I have a friend who is from Europe*. As we all know, Europeans are much more tolerant of things than we are here in the good old U. S. of A. My European friend often scoffs at me and my guy friends for being homophobes. Not because we are, but because we don't join in on conversations like the one about how Johnny Depp is so hot that we'd want to sleep with him. We just don't want to sleep with Johnny Depp. That'd be gay**.
To show off his superior tolerance, my friend will periodically fake like he's going to kiss one of us, and then laughs when we back away. Of course, I always back away because while I don't have anything against gay people, I don't want to kiss another dude. That's just the way it is. He's taken to calling*** this game "gay chicken" and brags about how he's the champion.

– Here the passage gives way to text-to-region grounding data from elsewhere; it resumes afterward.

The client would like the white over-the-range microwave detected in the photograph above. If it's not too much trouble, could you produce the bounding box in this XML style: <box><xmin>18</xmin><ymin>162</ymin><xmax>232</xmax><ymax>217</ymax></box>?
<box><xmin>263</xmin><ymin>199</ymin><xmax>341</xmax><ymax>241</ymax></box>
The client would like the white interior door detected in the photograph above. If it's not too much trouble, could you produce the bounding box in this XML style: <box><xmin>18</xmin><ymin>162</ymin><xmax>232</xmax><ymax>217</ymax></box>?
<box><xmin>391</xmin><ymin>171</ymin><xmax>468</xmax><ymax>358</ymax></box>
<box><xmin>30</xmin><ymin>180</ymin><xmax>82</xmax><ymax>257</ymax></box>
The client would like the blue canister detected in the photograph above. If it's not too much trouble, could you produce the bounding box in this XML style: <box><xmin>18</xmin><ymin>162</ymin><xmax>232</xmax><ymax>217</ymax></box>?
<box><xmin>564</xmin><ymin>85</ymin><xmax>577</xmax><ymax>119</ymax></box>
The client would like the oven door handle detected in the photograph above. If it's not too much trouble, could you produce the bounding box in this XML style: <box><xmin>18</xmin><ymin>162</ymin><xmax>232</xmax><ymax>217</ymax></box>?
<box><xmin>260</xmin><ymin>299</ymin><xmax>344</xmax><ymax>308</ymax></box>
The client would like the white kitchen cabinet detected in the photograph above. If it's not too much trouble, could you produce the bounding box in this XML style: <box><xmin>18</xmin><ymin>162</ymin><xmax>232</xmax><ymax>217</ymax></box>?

Now, I'm a fairly competitive guy by nature, but gay chicken is one game I don't mind losing. Why? Because in order to beat him at it, I'd have to kiss him. Totally not worth it. He can be the gay chicken champion for the rest of his life for all I care.
The other day, another friend of mine said something suggestive, and my European friend turned away. That friend turned to me and said, "I think I just beat [European Friend] at gay chicken."
I said, "I'm not sure that's something you should be proud of."
Gay Chicken: Even when you win, you lose!
*I actually have many friends from Europe, but only one that pertains to this story.
**Someone posed a question to me yesterday: Can a man be bi-sexual, or, is he gay the minute he sleeps with another man, regardless of whether he's still attracted to women? I say a guy can be bi. She said it's not possible, that it only works that way for women. Thoughts?
***Or maybe it was me that named the game. I can't remember.